HC Deb 23 May 1950 vol 475 cc1986-7

Where any structural damage occurs to a dwelling-house to which this Act applies and it is shown that coal is being worked or gotten or has. within the period of ten years preceding the occurrence of damage, being worked or gotten under such dwelling-house the onus of proof that such structural damage is not subsidence damage shall rest upon the National Coal Board.—[Sir H. Lucas-Tooth.]

Brought up, and read the First time.

Sir H. Lucas-Tooth

I beg to move, "That the Clause be read a Second time."

It is difficult to deal with this by no means unimportant new Clause. The purpose of it is to make quite certain where the onus of proof lies in the event of a disputed claim for compensation. I think it goes to the root of the practical working of the Bill. Suppose that damage has occurred to a house in a mining area, for example, that its roof has fallen in, that a crack has appeared in one of the walls, or that the ceiling has fallen down. That is the kind of thing which is by no means limited to mining areas. It is the sort of thing which might happen to any house in any part of the country.

What is quite certain is that, as soon as this Bill becomes an Act, those who reside in mining areas will, when something of that sort occurs, immediately put in a claim to the National Coal Board—and quite rightly. I do not blame them; I do not think anyone in any part of the House would blame them. They will say, "They are working coal mines around here and there is damage to my house, so I will put in a claim." The owner will put in the claim and will, of course, have his house inspected by someone from the Coal Board.

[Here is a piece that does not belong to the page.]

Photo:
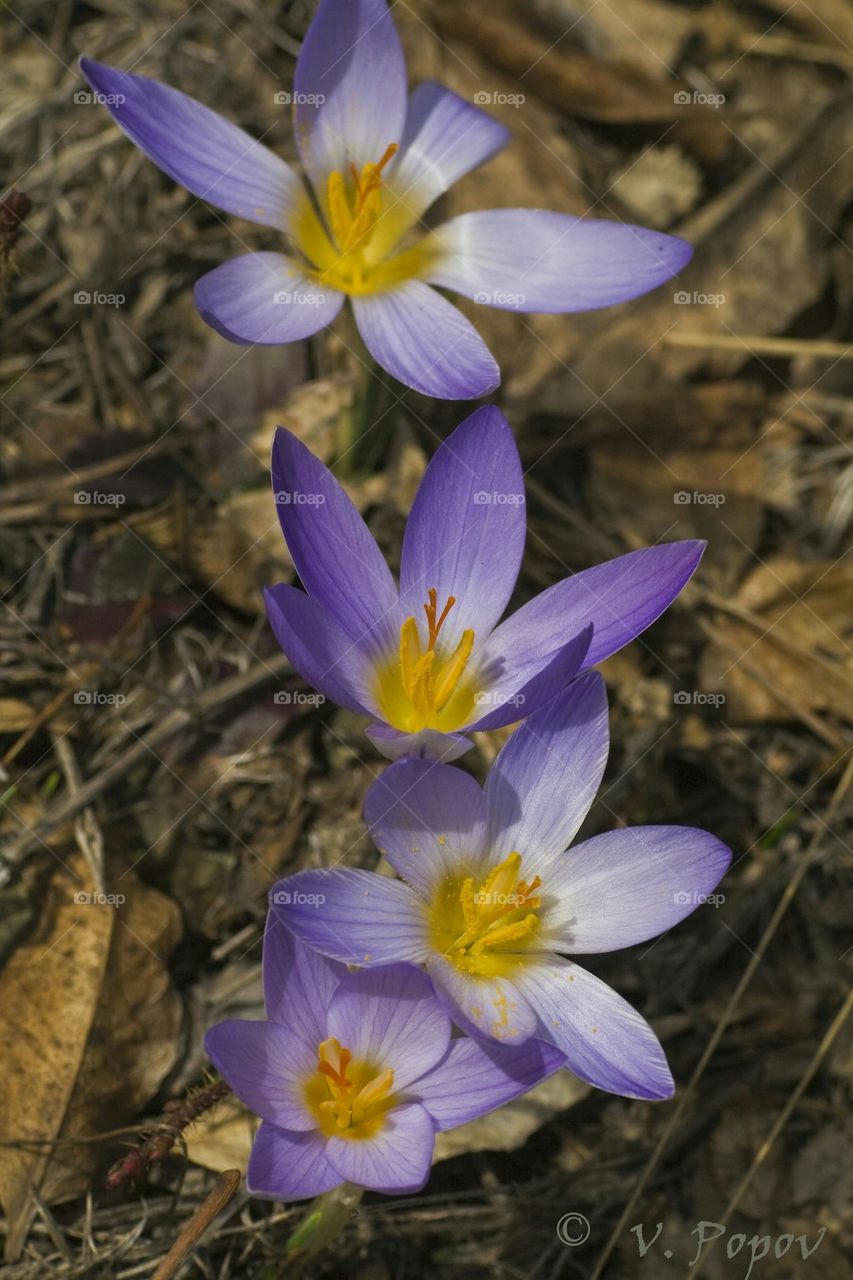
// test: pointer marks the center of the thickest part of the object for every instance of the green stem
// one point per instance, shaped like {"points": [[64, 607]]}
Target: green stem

I think that in a substantial proportion of cases the National Coal Board will dispute the claim. The case will then have to go to the county court, unless of course the owner of the house submits and withdraws his claim for compensation. The position in the county court will be that we have humble John Smith, probably a miner with no great resources, versus the National Coal Board, one of the largest and wealthiest undertakings in the world. The claim will be for no very considerable sum to the National Coal Board but for what may be a very considerable sum to the individual.

Mr. Bracken

And the Coal Board will have the Attorney-General and the Lord Advocate to speak for them.

Sir H. Lucas-Tooth

John Smith will have no information whatever, except the general information available to those who live in the district, about what the Coal Board are doing. He will know of course, that coal is being worked in the neighbourhood, but he will have no precise knowledge of where it is being worked, and he may have some difficulty in obtaining the information. The Coal Board, on the other hand, will have all the information available, besides its vast financial resources.

In those circumstances we must load the balance properly. We must see that the organisation which has all the money and all the knowledge cannot just sit tight and say to John Smith, "You make out your case"; because the position under the Bill as it is drafted is that John Smith will be the plaintiff——

It being Ten o'Clock, The CHAIRMAN left the Chair to report Progress and ask leave to sit again.

Committee report Progress; to sit again Tomorrow.